Spike #43b — Sub-structural component identification + spectral-as-meta-data scope refinement + cell-walls/lock-and-key T_composite metric¶

Date: 2026-05-17 Research spike artifact. Concertmaster dispatch per user direction "spectral structure is meta data that should not be a PTSD triggering thing. we do want to know the structure of poor teaching material so that we do not create the same shape ... we also need to be able to see if we can identify the strucural componets insdie the larger graph lap picture."

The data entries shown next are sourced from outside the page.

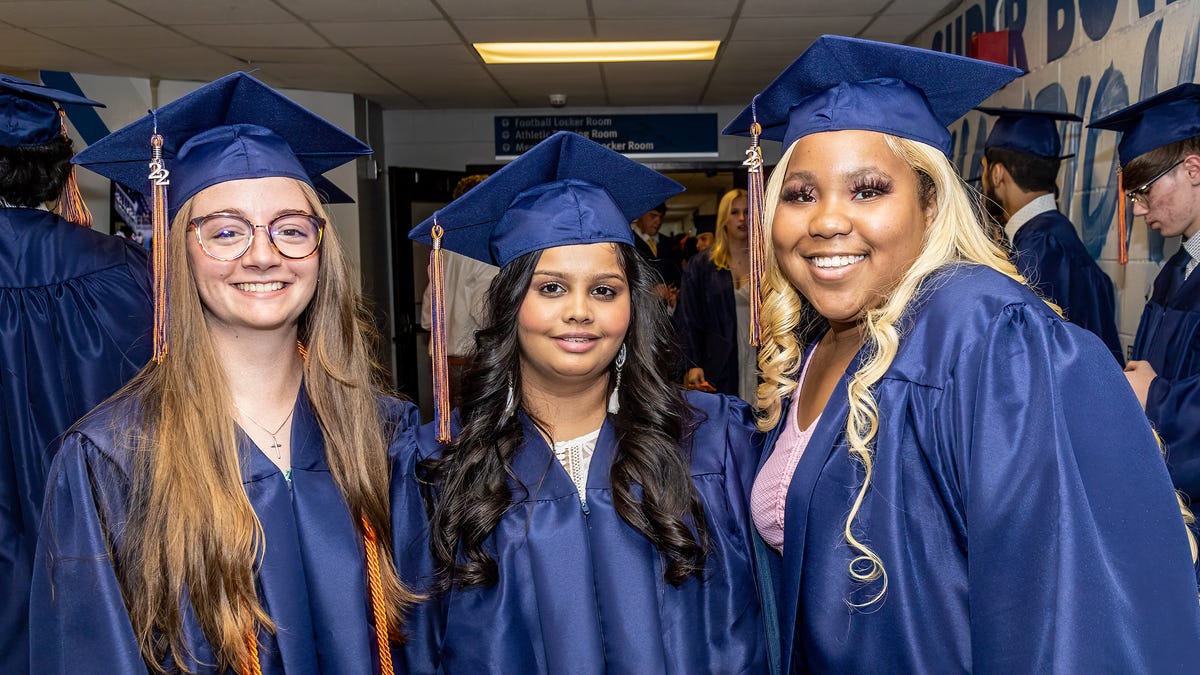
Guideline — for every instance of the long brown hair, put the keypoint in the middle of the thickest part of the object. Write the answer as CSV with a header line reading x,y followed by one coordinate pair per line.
x,y
191,526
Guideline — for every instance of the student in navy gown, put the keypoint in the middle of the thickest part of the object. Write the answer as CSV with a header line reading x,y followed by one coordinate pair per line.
x,y
76,326
228,509
588,517
958,479
1020,169
712,316
1159,154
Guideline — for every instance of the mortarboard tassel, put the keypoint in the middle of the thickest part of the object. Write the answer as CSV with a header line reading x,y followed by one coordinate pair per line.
x,y
755,220
441,362
71,204
159,181
1122,228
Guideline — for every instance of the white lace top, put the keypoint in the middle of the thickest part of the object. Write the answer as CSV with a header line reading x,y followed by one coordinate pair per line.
x,y
575,455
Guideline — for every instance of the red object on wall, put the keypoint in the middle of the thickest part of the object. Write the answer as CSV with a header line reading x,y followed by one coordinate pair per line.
x,y
991,46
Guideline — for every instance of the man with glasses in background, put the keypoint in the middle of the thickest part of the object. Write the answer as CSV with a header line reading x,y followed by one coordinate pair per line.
x,y
1159,154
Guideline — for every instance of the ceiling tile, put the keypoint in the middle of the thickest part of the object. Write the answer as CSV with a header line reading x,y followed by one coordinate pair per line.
x,y
183,63
793,9
460,10
139,36
673,10
59,59
419,58
210,11
526,30
15,39
762,28
893,28
387,34
45,13
289,55
658,29
361,10
294,34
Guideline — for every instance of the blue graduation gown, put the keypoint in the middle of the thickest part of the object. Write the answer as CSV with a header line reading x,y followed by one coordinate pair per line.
x,y
1169,338
1019,502
1053,258
312,580
75,324
582,592
706,320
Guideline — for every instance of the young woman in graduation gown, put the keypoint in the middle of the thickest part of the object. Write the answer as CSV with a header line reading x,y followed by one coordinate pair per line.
x,y
588,517
228,509
75,326
957,478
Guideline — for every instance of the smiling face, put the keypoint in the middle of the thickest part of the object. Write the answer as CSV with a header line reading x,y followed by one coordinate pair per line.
x,y
262,290
849,222
574,317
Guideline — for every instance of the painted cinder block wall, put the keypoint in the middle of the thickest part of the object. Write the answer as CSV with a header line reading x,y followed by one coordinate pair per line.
x,y
1090,58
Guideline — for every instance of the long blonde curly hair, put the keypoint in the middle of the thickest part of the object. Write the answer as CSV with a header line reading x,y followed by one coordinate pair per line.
x,y
954,234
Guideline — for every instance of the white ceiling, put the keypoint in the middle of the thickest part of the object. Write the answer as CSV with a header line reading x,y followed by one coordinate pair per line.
x,y
418,54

Discipline. Real-world mixed-quality material (Wikipedia / SE / arXiv / OpenStax) analyzed by SOURCE-CLASS + STRUCTURAL SHAPE only; no real-name targeting of authors per refined [[feedback_trauma_informed_defensive_scope]]. Six methods (M1-M6) each reveal a different sub-structural view at different scales per [[user_stance_partition_for_understanding]]. Eight pathologies (P1-P8) operationalise cell-wall failure modes.

§1 Bottom line¶

Hypothesis CONFIRMED with strong discrimination. Sub-structural identification INSIDE the larger graph-Laplacian picture cleanly separates canonical-good from constructed-bad, AND surfaces meaningful structural differences in real-world mixed-quality substrates. "Lock-and-key" cell-walls framing operationalises into quantitative T_composite metric.

Substrate class	n	Pathology severity (mean)	T_composite (mean)
canonical_good	6	0.00	0.835
stack_exchange_high_voted	3	0.00	0.671
wikipedia (chapter-level)	3	0.00	0.823
stack_exchange_low_voted	3	0.33	0.617
openstax	1	1.00	0.442
wikipedia (paragraph-level)	3	1.17	0.444
constructed_control	5	1.07	0.612

Spectral structure IS meta-data — operationalised. Each substrate characterised by source-class + structural shape; NO real-name targeting.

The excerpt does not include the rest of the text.